On Thu, Dec 9, 2010 at 10:09 AM, Huw Selley <[email protected]> wrote:
> Hi,
>
> On 8 Dec 2010, at 19:24, Filipe David Manana wrote:
>
>> Huw,
>>
>> Today trunk was patched to increase both read and write performance
>> when there are several requests in parallel to the same database/view
>> index file.
>
> Great news :)
>
>>
>> The corresponding ticket is https://issues.apache.org/jira/browse/COUCHDB-980
>>
>> Would be much appreciated if you could try the latest trunk and report back 
>> :)
>
> WOW - I built from svn rev 1043651 (again with Erlang R14B) this morning and 
> have just performed the same jmeter tests with some good results.
> I am still seeing the same throughput score from jmeter, ~500 requests/s but 
> what is interesting is that I can now drive up the threadpool count in jmeter 
> from 25 (the value I had for my last round of testing) up to 750 with no 
> errors - just increased request latency (which is to be expected).
>
> Processor utilisation also looks more like I would expect:
>
> 09:16:43 AM  CPU   %user   %nice    %sys %iowait    %irq   %soft  %steal   
> %idle    intr/s
> 09:16:48 AM  all   19.82    0.00    9.19    0.00    0.04    0.25    0.00   
> 70.70   6136.20
> 09:16:48 AM    0   43.80    0.00    5.00    0.00    0.00    0.00    0.00   
> 51.20   1000.20
> 09:16:48 AM    1   38.40    0.00   21.00    0.00    0.00    0.40    0.00   
> 40.20    460.80
> 09:16:48 AM    2   44.49    0.00   14.43    0.00    0.00    0.00    0.00   
> 41.08      8.80
> 09:16:48 AM    3   36.87    0.00   24.05    0.00    0.00    0.40    0.00   
> 38.68    449.80
> 09:16:48 AM    4   45.29    0.00   11.42    0.00    0.00    0.00    0.00   
> 43.29      0.00
> 09:16:48 AM    5   40.68    0.00   24.65    0.00    0.00    0.00    0.00   
> 34.67      1.60
> 09:16:48 AM    6   47.20    0.00   14.40    0.00    0.00    0.00    0.00   
> 38.40      0.00
> 09:16:48 AM    7   13.00    0.00   10.40    0.00    0.00    0.00    0.00   
> 76.60      0.00
> 09:16:48 AM    8    5.01    0.00   10.82    0.00    0.00    0.00    0.00   
> 84.17      0.00
> 09:16:48 AM    9    0.00    0.00    0.00    0.00    0.00    0.40    0.00   
> 99.60    455.40
> 09:16:48 AM   10    0.00    0.00    0.00    0.00    0.00    0.00    0.00  
> 100.00      0.00
> 09:16:48 AM   11    0.00    0.00    0.00    0.00    0.20    0.40    0.00   
> 99.40    482.60
> 09:16:48 AM   12    2.00    0.00    8.58    0.00    0.00    0.00    0.00   
> 89.42     10.40
> 09:16:48 AM   13    0.00    0.00    0.00    0.00    0.00    0.40    0.00   
> 99.60    488.80
> 09:16:48 AM   14    0.20    0.00    1.40    0.00    0.00    0.40    0.00   
> 98.00    447.20
> 09:16:48 AM   15    0.60    0.00    0.80    0.00    0.20    1.20    0.00   
> 97.20   2330.60
>
> The box has HyperThreading enabled but the spread of load over cores looks a 
> lot more like what I would expect to see.
> I retried this same test against 1.0.1 with a threadpool count of 750 and it 
> manages ~126 requests/s with a high error % (again, to be expected), Am yet 
> to retry against the 1.1.x branch build I was using as it was on the same box 
> the rev 1043651 build it on.
>
> I have also experimented with increasing the threadpool count against the rev 
> 1043651 build and I can go upto 950 threads with no errors (throughput drops 
> a little at that point).
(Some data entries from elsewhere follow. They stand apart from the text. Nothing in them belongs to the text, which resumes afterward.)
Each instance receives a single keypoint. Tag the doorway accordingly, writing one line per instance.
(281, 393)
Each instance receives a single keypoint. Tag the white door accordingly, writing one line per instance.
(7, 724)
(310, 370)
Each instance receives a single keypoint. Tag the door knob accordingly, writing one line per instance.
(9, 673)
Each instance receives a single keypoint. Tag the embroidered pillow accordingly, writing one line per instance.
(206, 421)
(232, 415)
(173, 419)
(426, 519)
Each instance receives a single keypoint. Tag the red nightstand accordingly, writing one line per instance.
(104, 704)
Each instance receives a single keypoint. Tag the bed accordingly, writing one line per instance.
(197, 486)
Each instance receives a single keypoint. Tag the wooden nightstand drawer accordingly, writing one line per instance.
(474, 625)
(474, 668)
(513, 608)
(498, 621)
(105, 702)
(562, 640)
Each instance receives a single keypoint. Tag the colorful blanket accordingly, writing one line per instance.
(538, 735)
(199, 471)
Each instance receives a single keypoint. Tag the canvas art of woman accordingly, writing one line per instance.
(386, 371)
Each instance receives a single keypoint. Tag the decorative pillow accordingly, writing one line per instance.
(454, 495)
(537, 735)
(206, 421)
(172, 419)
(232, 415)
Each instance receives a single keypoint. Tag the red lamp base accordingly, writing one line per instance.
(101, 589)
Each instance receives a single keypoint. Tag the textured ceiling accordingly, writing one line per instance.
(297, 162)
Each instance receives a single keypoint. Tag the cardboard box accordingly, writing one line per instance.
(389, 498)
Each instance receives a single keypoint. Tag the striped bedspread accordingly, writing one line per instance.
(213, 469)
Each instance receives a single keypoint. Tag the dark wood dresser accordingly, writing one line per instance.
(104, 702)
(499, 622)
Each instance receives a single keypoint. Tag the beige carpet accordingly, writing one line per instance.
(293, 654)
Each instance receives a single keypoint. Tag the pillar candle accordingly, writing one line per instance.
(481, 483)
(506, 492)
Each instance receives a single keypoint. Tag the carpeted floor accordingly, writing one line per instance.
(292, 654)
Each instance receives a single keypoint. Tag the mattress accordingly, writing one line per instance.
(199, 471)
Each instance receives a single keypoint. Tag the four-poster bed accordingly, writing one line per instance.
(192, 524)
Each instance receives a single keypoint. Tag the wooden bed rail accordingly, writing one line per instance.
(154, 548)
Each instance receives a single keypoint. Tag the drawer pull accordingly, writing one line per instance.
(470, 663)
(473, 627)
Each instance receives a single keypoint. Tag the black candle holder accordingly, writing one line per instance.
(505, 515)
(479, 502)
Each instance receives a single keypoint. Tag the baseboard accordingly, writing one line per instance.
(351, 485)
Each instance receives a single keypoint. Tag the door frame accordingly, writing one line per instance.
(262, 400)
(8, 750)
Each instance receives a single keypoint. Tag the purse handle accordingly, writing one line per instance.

This is with a default couch configuration (only 
> change is delayed_commits=false).
>
> Also, I noticed your relaximation tool (which looks pretty awesome btw) from 
> reading COUCHDB-980 so if I get some time I might give that a run on this 
> hardware and see what pretty graphs it can generate :)
>
> So to summarise: All in all a massive performance win!
>
> Many thanks to both Adam and Filipe for all your help and advice. It's really 
> nice to see such that couch has such a vibrant community and I hope to be 
> able to contribute more in the future.
>
> Regards
> Huw



-- 
Filipe David Manana,
[email protected], [email protected]

"Reasonable men adapt themselves to the world.
 Unreasonable men adapt the world to themselves.
 That's why all progress depends on unreasonable men."